Свежим солнечным утром, весело созерцая умытый после дождей город, Олег отправился в «Спорттовары» и приобрёл эспандер, гантели для гимнастических занятий, ибо хотел видеть себя атлетом. Кроме того не терпелось назначить себе духовную высоту и достичь её. Отныне лучшим примером для него, судьёй и советчиком будет Толстой, сумевший выявить, выжать всё лучшее не только в себе, но, пожалуй, и в самой природе человека. Ничего ещё не изменив в своей жизни, Олег заметил: стало интересней жить. По утрам он уже не брёл, а бодро шагал на остановку и затем целый час наблюдал, как ведут себя, как мыслят попутчики, коллеги в служебном автобусе.

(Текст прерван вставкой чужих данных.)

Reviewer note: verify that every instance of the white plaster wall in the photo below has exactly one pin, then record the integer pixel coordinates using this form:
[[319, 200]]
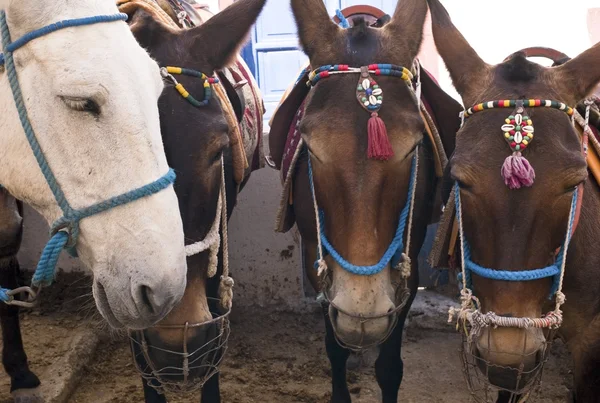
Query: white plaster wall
[[495, 29], [267, 266]]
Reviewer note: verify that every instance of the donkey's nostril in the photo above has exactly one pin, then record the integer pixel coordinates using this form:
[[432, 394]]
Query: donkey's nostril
[[153, 301], [145, 297]]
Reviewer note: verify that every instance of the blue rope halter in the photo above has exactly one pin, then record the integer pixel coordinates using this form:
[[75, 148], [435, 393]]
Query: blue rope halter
[[393, 252], [553, 270], [64, 232], [343, 21]]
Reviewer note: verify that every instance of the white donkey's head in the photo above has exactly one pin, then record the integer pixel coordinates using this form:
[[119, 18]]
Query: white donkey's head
[[91, 93]]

«Вот этот суровый, задумчивый оригинально выглядит… Наверно таким был Сократ, - забавно рассуждал сам с собой Олег, глядя на пожилого, низкорослого авиатора с застывшей на лице гримасой отвращения; казалось, этот, похожий на Сократа дядя презирает весь материальный мир. - Какой нужно быть грандиозной личностью, чтобы первому вопреки царившему культу тела прожить жизнь в совершенно иной плоскости – в области духа! Вот и этот дежурный по стоянкам похож на мыслителя. Браво, Сократ! Ты был самым симпатичным мужиком в древней Греции!»
Между тем в автобусе завязался любопытный разговор между приятелями – молодым, амбициозным диспетчером и плешивым, гордого вида инженером по радио и электрооборудованию.

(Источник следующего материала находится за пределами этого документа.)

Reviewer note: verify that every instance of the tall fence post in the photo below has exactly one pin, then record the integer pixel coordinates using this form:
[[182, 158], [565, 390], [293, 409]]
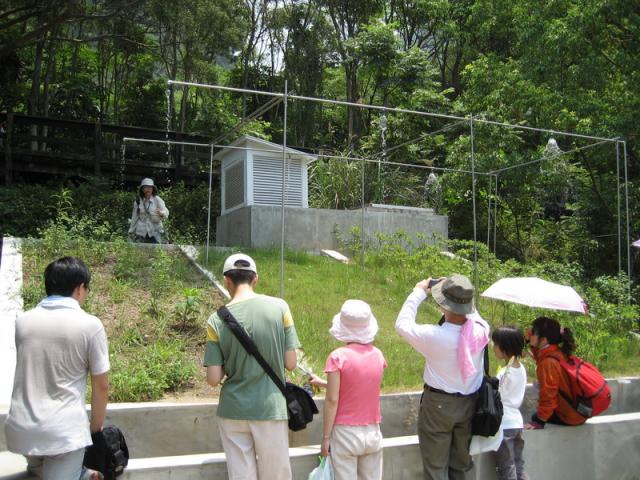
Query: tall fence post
[[98, 147], [8, 161]]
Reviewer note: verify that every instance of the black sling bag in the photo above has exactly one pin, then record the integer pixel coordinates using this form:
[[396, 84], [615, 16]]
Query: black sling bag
[[488, 415], [300, 405]]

-…Чтобы достичь европейской культуры нам ещё лет двести понадобится, - увлечённо, с апломбом уверял диспетчер. – Была бы, к примеру, дорога шириной с нашу взлётную от Бреста до Владивостока, соединялась бы Москва такими дорогами со всеми столицами, тогда можно было бы выбросить к чёрту эту малую авиацию, которая жжёт дорогостоящий бензин, и прибыли от неё никакой. Почему у нас не делают мощные машины, скажем, в двести пятьдесят лошадиных сил? Да просто ни к чему по нашим дорогам.

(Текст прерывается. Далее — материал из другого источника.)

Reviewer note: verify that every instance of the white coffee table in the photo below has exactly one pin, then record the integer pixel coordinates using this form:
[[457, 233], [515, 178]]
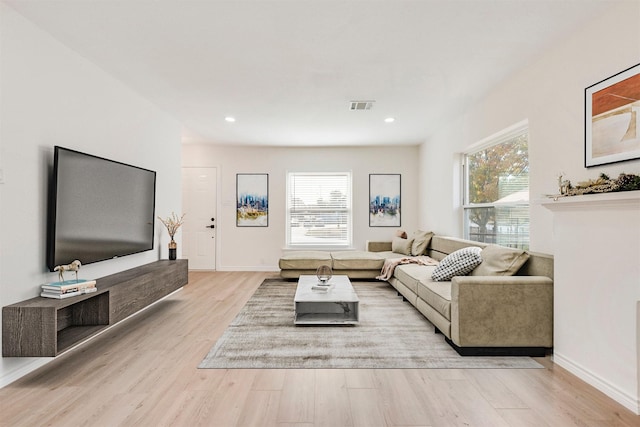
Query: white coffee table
[[336, 306]]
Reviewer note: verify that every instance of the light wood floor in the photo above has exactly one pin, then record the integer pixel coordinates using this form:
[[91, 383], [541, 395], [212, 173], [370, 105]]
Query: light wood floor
[[144, 373]]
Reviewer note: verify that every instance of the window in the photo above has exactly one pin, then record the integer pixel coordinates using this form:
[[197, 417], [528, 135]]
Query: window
[[319, 209], [496, 193]]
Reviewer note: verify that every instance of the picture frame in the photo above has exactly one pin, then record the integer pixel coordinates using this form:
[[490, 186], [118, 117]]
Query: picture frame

Рассуждения диспетчера наталкивали на мысль, что в стране сплошь и рядом проблемы, до которых никому нет дела, что экономисты просто не ловят мышей… Всюду косность, глупость, головотяпство и хищение государственной собственности в особо крупных размерах.
- Что ж, по-твоему, всё упирается в сознательность? – спросил инженер вялым голосом человека, привыкшего к безнадёге, как главному фактору государственной политики.
- Порядок должен быть во всём, чёткая, разумная организация прежде всего.
- Но и организация – это, опять же, сознание, - мутной фразой возразил инженер.
- Сейчас времена уже не те. Ты что ж думаешь, чтобы обновить железную дорогу отсюда до Москвы, опять нужен Павка Корчагин? Нет, землячок, нужны верные для этого фонды, организация.
- Русский человек, по-твоему, инертный?
- Инертный, и я бы сказал, если сегодня ему хорошо, то мужик просто не думает, что завтра ему станет плохо. Это природа… Верно я говорю, Кузьмич?
Диспетчер шлёпнул по колену плавно ронявшего голову дежурного по стоянкам, «Сократа», как вообразил себе Олег.
- Чего?
- Проснись!.. Царя скинули…
«Нет, это не Сократ, это какой-то Сатир…» - весело подумал Олег, переводя взгляд на Танечку Лесовую. Он долго и незаметно любовался изящным профилем стюардессы, чувствовал её опьянение собственной миловидностью, приятной во всех отношениях работой, любезным вниманием мужчин.